Berikut Hasil sidang Komite Asosiasi FIFA yang berlangsung di Zurich, Swiss 29 Oktober 2007 yang berkaitan dengan Indonesia :

· Indonesia - FIFA sent a letter to the Football Association of Indonesia (PSSI) in June 2007 indicating that the association must reorganise elections, as the electoral process that took place on 20 April 2007 - the day after the ratification of the updated statutes - was not conducted in line with the timelines stipulated in the PSSI statutes. The committee ratified this decision and also decided that in accordance with the statutes, a person who has been convicted of a crime and is currently in prison would not be eligible to stand for election.
Dirilis dari situs fifa.com


Kenapa boros? Setelah Ketua KONI, Rita Subowo membenarkan pernyataan Kementerian Negara Pemuda dan Olahraga RI bahwa Nurdin Halid diminta mundur, segera memanggil jajaran PSSI untuk bertemu dengan dirinya Jum'at Siang. Tak lama Wakil Presiden RI minta Nurdin Halid berbesar hati terima putusan FIFA (Kompas, 2 November 2007).
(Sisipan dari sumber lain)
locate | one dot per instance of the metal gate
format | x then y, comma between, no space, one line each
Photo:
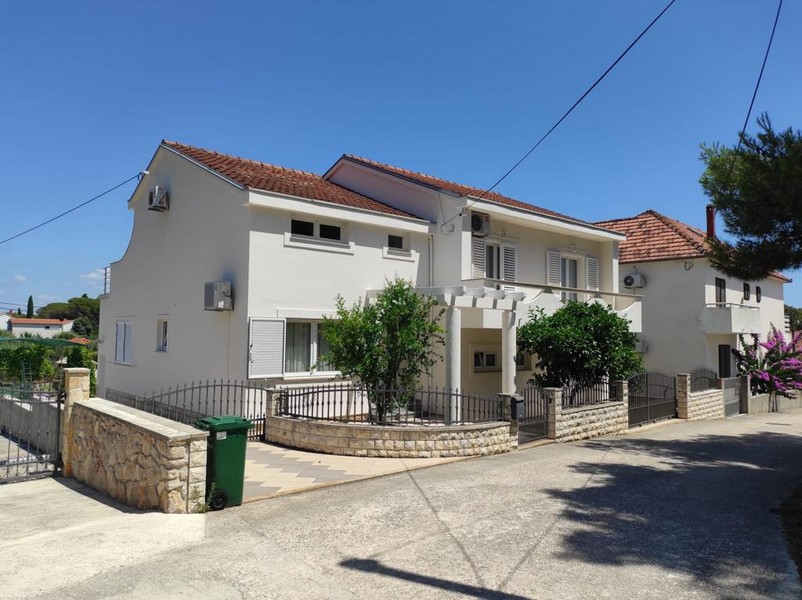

Seharusnya, penanganan kasus seperti ini tidak perlu banyak dikomentari/ditindaklanjuti hingga Wakil Presiden. Kalaupun memang Ketua KONI -yang notabene membawahi dan mengangkat kepengurusan organisasi dibawahnya termasuk PSSI- tidak mampu mengatasi, toh Kementerian Negara Pemuda dan Olahraga cukup bisa mengatasinya itupun bisa melewati para deputinya. Sehingga Menegpora & Wapres bisa mengerjakan tugas bangsa lainnya yang tidak kalah penting & mendesaknya.